画像=KalshiのX投稿より

予測市場を手掛けるKalshiが、XRPの無期限先物の提供を始めた。米国の規制下で利用できる暗号資産デリバティブの裾野が広がる動きとして注目される。暗号資産メディアのU.Todayが10日(現地時間)に伝えた。

今回追加されたXRP商品は、Kalshiが「American Perpetuals」と位置付ける米国向け無期限先物の一部。満期日がなく、ポジションを継続して保有できるのが特徴だ。

背景には、米規制環境の変化がある。米商品先物取引委員会(CFTC)は先週、Kalshiによるビットコイン価格連動型の無期限先物商品の提供を認めた。

これを受けてKalshiは6月1日、イーサリアム、ソラナ、ドージコイン、XRPなど主要アルトコイン12銘柄に関連するデリバティブを、自己認証の形で届け出た。

CFTCは、ビットコイン以外を原資産とする無期限先物について、資産ごとの特性を踏まえて個別に審査する方針を示してきた。Kalshiはこうした手続きを経て、XRP商品の提供にこぎ着けた。

Kalshiがこの商品群を「American Perpetuals」と打ち出している点も、米国内で規制に準拠した暗号資産デリバティブ市場の拡大を狙う動きと受け止められている。

市場の反応は速かった。Kalshiによる暗号資産の無期限先物プラットフォームの取引高は、開始から24時間で1億ドル(約150億円)に達した。

暗号資産の無期限先物市場はこれまで、Binanceなどの海外取引所やHyperliquidなどの分散型取引所が主導してきた。一方で、米国の規制下にあるプラットフォームを通じた取引手段が広がれば、米投資家にとって利用しやすさが増すことになり、需要拡大の一因になりそうだ。

XRPにとっても今回の上場の意義は大きい。XRPはすでに世界の暗号資産デリバティブ市場で一定の存在感を持ち、未決済建玉は約30億ドル(約4500億円)と、ビットコイン、イーサリアム、ソラナに次ぐ水準にある。

米国の規制下にあるプラットフォームでXRPの無期限先物が取引される点は、これまで海外中心だった市場構造と一線を画す。米投資家は規制上の問題から一部の海外取引所へのアクセスに制約があり、高リスクのデリバティブ取引は主にオフショア取引所や分散型取引所で行われてきた。

Kalshiの今回の投入は、こうした需要を米国の規制枠内に取り込む試みといえる。

もっとも、無期限先物の拡大がXRP価格に直ちに追い風となるかは見通しにくい。デリバティブ市場の流動性向上は価格発見機能を高める可能性がある一方、レバレッジ取引の拡大によって短期的な値動きを大きくする恐れもあるためだ。

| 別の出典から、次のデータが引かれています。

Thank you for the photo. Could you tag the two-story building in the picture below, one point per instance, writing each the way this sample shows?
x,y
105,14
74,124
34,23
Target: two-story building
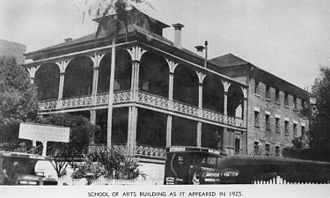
x,y
274,105
164,94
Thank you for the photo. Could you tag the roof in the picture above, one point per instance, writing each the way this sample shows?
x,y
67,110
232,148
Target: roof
x,y
86,38
228,60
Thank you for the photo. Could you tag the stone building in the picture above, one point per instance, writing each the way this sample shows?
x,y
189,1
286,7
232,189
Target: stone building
x,y
9,48
273,106
164,94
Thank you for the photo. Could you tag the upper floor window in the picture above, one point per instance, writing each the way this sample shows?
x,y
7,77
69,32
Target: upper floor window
x,y
277,95
256,148
303,130
268,92
267,148
277,125
295,130
286,127
237,145
295,104
256,119
286,99
267,119
256,87
303,103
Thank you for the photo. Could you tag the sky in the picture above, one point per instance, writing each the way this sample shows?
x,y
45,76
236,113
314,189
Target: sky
x,y
289,38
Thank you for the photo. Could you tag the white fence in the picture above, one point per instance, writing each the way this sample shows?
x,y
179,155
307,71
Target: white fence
x,y
279,180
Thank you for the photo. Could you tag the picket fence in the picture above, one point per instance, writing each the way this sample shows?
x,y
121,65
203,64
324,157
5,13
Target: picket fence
x,y
279,180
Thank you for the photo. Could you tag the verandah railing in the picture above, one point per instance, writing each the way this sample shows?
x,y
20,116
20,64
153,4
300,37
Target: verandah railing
x,y
143,98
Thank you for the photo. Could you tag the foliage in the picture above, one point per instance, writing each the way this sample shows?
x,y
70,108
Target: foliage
x,y
81,132
108,163
320,125
122,17
18,100
18,97
319,128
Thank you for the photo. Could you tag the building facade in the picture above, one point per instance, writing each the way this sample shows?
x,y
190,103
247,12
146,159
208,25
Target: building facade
x,y
274,106
164,94
9,48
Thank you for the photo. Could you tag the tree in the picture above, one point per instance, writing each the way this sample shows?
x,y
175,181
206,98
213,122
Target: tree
x,y
320,112
109,163
18,98
81,134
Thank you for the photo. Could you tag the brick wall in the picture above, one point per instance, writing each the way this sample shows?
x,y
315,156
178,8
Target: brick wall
x,y
265,106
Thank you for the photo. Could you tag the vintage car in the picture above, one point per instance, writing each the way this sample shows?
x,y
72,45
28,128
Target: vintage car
x,y
19,169
192,165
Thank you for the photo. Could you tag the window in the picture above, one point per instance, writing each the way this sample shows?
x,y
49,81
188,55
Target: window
x,y
295,132
237,145
277,95
286,99
286,127
277,150
256,148
277,125
303,130
303,103
295,103
268,92
267,122
256,119
267,148
256,87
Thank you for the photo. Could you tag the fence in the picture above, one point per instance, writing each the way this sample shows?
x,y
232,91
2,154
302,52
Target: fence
x,y
279,180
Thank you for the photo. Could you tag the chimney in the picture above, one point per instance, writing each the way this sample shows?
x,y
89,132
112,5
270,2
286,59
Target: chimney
x,y
177,34
68,39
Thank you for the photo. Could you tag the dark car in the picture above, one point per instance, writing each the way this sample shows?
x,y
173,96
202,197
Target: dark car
x,y
19,169
192,165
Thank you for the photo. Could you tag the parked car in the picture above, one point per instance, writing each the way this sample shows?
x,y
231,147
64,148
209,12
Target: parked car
x,y
192,165
19,169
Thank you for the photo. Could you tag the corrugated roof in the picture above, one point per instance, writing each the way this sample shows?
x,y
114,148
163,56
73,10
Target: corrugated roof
x,y
228,60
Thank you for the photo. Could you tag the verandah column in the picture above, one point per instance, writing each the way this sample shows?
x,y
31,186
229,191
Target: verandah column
x,y
226,134
172,65
32,72
136,54
96,68
201,77
62,64
245,119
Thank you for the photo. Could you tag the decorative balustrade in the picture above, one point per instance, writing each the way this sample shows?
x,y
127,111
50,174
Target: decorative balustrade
x,y
76,102
102,99
153,100
145,99
148,151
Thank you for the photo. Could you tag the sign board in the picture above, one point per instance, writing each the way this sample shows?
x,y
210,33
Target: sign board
x,y
44,133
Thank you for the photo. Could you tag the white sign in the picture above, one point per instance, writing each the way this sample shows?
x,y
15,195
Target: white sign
x,y
44,132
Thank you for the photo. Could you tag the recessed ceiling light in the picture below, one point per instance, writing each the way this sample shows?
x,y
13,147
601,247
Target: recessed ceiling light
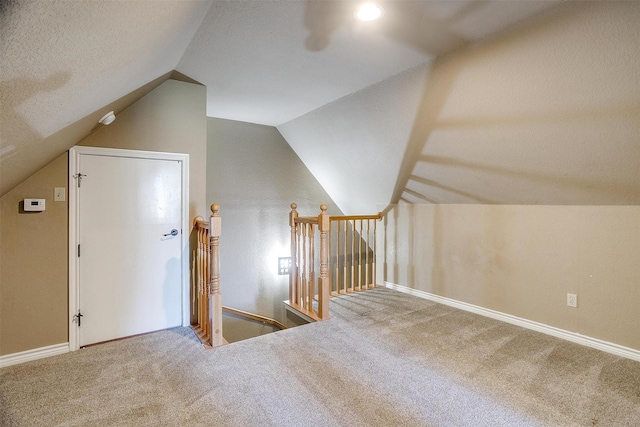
x,y
368,12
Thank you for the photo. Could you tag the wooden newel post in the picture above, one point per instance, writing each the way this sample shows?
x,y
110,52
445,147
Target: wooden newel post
x,y
324,226
293,271
215,297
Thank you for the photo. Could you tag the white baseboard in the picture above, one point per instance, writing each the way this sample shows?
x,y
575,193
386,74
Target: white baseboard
x,y
608,347
36,353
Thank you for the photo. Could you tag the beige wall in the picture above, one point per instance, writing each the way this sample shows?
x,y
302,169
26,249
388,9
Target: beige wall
x,y
34,264
255,176
523,260
171,118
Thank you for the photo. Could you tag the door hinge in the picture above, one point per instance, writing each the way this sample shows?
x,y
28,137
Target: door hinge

今後の焦点は、増加する取引高が実需に支えられたものか、それとも短期的な投機ポジションの積み上がりなのかに移るとみられる。

関心は、Kalshiが届け出た他のアルトコイン向け無期限先物にも広がっている。CFTCが資産別の個別審査方針を維持しているだけに、XRPに続いてイーサリアムやソラナ、ドージコインなどがどの順で市場に投入されるかが次の注目点となる。

KalshiはXへの投稿で、「XRP Perpetuals are now live for trading. American Perpetuals. Only on Kalshi.」と表明した。